Schnecke
Sehen Gärtner nur ungern in der Nähe von ihrem Salat: Schnecken Bild © picture-alliance/dpa (Archiv)

Viel Regen, wenig Sonne – was bei uns für schlechte Laune sorgt, freut Schnecken umso mehr. Und die fressen nicht nur das Unkraut, sondern Eure Lieblingspflanzen. Was man dagegen tun kann, erfahrt Ihr hier:

Es regnet, dann ist es wieder schwül und dann gewittert es wieder. Die meisten von uns finden das so richtig doof. Nur die Schnecken freuen sich über das feuchte Klima und fressen sich gemütlich durch unsere Gärten. Auch die Kindergärten, die bei der hr3 Kürbiswette mitmachen, haben gerade mit diesem Problem zu kämpfen.

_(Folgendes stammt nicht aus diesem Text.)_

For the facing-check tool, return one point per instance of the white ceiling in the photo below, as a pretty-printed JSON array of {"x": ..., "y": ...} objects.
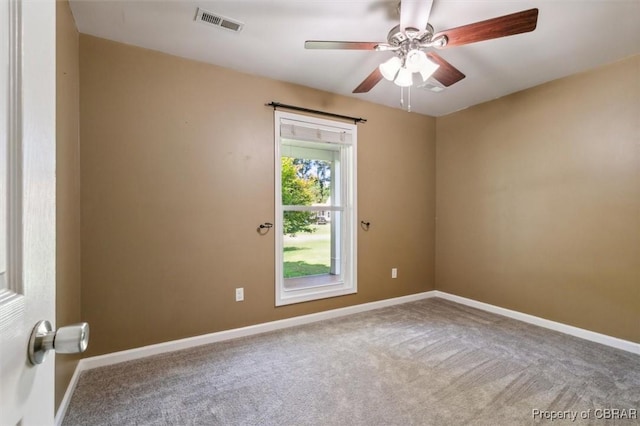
[{"x": 572, "y": 36}]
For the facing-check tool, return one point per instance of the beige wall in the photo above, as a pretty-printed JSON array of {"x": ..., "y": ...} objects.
[
  {"x": 538, "y": 201},
  {"x": 177, "y": 172},
  {"x": 67, "y": 186}
]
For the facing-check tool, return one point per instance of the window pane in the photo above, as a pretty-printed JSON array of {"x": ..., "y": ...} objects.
[
  {"x": 307, "y": 253},
  {"x": 305, "y": 181}
]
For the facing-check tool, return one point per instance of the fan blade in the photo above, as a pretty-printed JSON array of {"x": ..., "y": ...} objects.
[
  {"x": 350, "y": 45},
  {"x": 368, "y": 83},
  {"x": 415, "y": 13},
  {"x": 446, "y": 74},
  {"x": 502, "y": 26}
]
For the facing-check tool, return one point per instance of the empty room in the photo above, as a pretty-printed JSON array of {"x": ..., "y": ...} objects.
[{"x": 320, "y": 212}]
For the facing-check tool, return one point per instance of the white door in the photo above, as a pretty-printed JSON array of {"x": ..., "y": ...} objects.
[{"x": 27, "y": 205}]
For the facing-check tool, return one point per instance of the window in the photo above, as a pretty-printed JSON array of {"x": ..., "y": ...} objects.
[{"x": 315, "y": 220}]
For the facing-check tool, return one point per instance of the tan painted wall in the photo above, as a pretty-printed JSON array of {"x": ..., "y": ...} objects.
[
  {"x": 67, "y": 186},
  {"x": 538, "y": 201},
  {"x": 177, "y": 173}
]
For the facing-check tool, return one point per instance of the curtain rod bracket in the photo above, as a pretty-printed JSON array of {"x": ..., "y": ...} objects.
[{"x": 275, "y": 105}]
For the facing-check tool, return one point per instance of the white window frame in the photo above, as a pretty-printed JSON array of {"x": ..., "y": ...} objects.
[{"x": 340, "y": 137}]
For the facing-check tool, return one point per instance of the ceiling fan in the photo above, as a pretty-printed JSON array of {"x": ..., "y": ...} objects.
[{"x": 411, "y": 40}]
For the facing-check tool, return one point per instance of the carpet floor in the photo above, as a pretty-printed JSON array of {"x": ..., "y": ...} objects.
[{"x": 430, "y": 362}]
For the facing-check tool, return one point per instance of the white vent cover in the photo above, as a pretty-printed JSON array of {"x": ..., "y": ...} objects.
[
  {"x": 431, "y": 85},
  {"x": 217, "y": 20}
]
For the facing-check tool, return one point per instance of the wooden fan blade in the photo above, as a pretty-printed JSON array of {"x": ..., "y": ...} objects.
[
  {"x": 502, "y": 26},
  {"x": 415, "y": 13},
  {"x": 350, "y": 45},
  {"x": 446, "y": 74},
  {"x": 369, "y": 82}
]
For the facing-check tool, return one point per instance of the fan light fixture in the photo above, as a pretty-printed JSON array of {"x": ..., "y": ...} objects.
[{"x": 401, "y": 72}]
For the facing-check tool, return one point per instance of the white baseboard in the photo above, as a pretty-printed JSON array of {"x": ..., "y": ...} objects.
[
  {"x": 64, "y": 404},
  {"x": 145, "y": 351},
  {"x": 614, "y": 342}
]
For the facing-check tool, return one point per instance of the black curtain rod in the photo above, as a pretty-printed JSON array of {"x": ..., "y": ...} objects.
[{"x": 329, "y": 114}]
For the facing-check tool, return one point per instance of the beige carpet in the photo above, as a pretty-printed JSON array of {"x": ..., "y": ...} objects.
[{"x": 430, "y": 362}]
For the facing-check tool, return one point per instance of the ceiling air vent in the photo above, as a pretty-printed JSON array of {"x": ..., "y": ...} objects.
[
  {"x": 431, "y": 85},
  {"x": 216, "y": 20}
]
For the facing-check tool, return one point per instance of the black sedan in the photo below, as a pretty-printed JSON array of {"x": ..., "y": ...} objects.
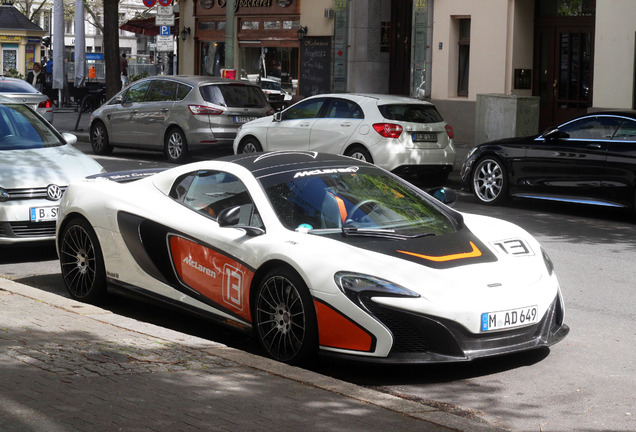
[{"x": 590, "y": 159}]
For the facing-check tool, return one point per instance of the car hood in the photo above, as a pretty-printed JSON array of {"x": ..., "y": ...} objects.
[
  {"x": 41, "y": 167},
  {"x": 437, "y": 268},
  {"x": 512, "y": 140},
  {"x": 263, "y": 121}
]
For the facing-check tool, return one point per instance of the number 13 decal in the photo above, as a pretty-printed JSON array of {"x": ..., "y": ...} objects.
[{"x": 232, "y": 286}]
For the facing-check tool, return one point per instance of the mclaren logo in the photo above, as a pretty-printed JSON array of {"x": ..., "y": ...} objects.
[
  {"x": 53, "y": 192},
  {"x": 195, "y": 265},
  {"x": 326, "y": 171}
]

Die Kita "Honigbienchen" in Erlensee hatte sogar das Pech, dass sowohl ihre gehegten und gepflegten Kürbisse als auch sämtliche andere Pflanzen den Schnecken zum Opfer gefallen sind. Und das obwohl die Kinder fleissig zertretene Muschelschalen um die Pflanzen verteilt hatten.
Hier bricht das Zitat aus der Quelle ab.